Je ne surprendrais personne en évoquant d’abord un objectif d’attractivité. En clamant haut et fort que tous les talents sont les bienvenus chez nous, cette campagne agit comme un levier. Non seulement pour contrer les phénomènes d’autocensure mais aussi pour rendre les candidatures plus qualitatives et plus ciblées en termes de soft skills. Nous souhaitions également renforcer le sentiment d’appartenance au sein des équipes. La marque employeur se doit de refléter l’expérience unique que nous offrons à tous les collaborateurs du groupe. C’est d’eux dont nous parlons à travers la marque Celio. 

"Qui mieux que les collaborateurs pour pointer ce qui fait l’originalité de l’esprit Celio ?"

D’où votre volonté de les impliquer dans sa conception ?

Qui, mieux que les collaborateurs pour pointer ce qui fait l’originalité de l’esprit Celio ? Nous avons donc mené un atelier d’intelligence collective avec une vingtaine de collaborateurs représentant l’étendue des métiers, des niveaux hiérarchiques, des pays dans lesquels le groupe est présent. Il nous semblait tout aussi essentiel d’ouvrir ce processus collaboratif au-delà des murs de l’entreprise pour ne pas tomber dans le piège d’une marque employeur autocentrée. Le regard extérieur des clients et prestataires qui ont participé au travail de réflexion s’est avéré en ce sens particulièrement précieux.

Quelle promesse RH véhicule le slogan C*possible ? 

En tant qu’employeur, nous œuvrons chaque jour à prendre en compte les aspirations des collaborateurs, à recueillir leurs idées, à les consulter. Nous les accompagnons et les encourageons à devenir acteurs de leur propre histoire. Tout n’est peut-être pas possible chez Celio. Mais, dès l’instant, où les personnes montrent de l’enthousiasme et font preuve d’initiatives, il y a fort à parier que le champ des possibles s’élargisse devant elles. Par exemple, rien ne s’oppose à ce qu’un apprenti accède rapidement à un poste de manager de magasin.

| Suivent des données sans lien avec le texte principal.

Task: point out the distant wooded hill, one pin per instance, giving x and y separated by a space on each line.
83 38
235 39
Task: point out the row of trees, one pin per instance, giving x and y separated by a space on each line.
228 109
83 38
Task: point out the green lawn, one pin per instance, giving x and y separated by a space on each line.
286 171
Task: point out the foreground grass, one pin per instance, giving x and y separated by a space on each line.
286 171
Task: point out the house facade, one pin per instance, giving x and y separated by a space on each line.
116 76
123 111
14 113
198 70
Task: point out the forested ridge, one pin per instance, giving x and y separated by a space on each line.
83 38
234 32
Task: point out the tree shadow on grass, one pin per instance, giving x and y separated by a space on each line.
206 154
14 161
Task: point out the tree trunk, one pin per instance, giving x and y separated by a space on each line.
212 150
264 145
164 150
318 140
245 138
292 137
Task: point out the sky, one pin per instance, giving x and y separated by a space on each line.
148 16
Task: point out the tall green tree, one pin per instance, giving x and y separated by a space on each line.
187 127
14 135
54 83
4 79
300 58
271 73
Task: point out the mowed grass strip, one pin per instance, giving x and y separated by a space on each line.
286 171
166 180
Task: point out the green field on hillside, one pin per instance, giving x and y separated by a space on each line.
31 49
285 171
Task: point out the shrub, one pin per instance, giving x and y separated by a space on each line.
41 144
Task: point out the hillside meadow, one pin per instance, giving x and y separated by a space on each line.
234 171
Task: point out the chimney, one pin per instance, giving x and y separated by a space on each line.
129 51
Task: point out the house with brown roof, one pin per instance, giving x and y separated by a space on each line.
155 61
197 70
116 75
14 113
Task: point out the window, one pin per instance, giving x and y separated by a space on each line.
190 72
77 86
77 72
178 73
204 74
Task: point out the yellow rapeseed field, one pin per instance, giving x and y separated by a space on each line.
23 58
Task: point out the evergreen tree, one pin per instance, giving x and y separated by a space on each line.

Ces possibilités s’illustrent autant dans les parcours de carrière que dans les anecdotes du quotidien qui font la particularité de Celio. C’est pourquoi nous tenions à ce qu’elles soient consignées dans des stories diffusées sur les réseaux sociaux. Soixante-dix collaborateurs du siège, des magasins et de la logistique ont ainsi partagé les émotions d’un moment particulier ou d’une expérience réelle vécus chez Celio.  

"Rien ne s’oppose à ce qu’un apprenti accède rapidement à un poste de manager de magasin"

Quelles premières retombées observez-vous ?

Je manque encore de data pour mesurer l’impact réel de cette campagne sur la qualité des candidatures reçues. En revanche, l’intérêt pour Celio a clairement progressé. Par rapport à l’an dernier, nous avons reçu 70% de plus de CV sur les offres publiées. En entretien, les candidats mentionnent spontanément la marque employeur, ce qui laisse à penser qu’ils comptent sans doute parmi les nouveaux abonnés gagnés sur les réseaux sociaux. Mais, ma plus grande satisfaction se situe ailleurs. Je ne peux m’empêcher de sourire quand je surprends, au détour d’un couloir, un "c’est possible". C’est devenu bien plus qu’un slogan : un mantra capable d’ouvrir les chakras.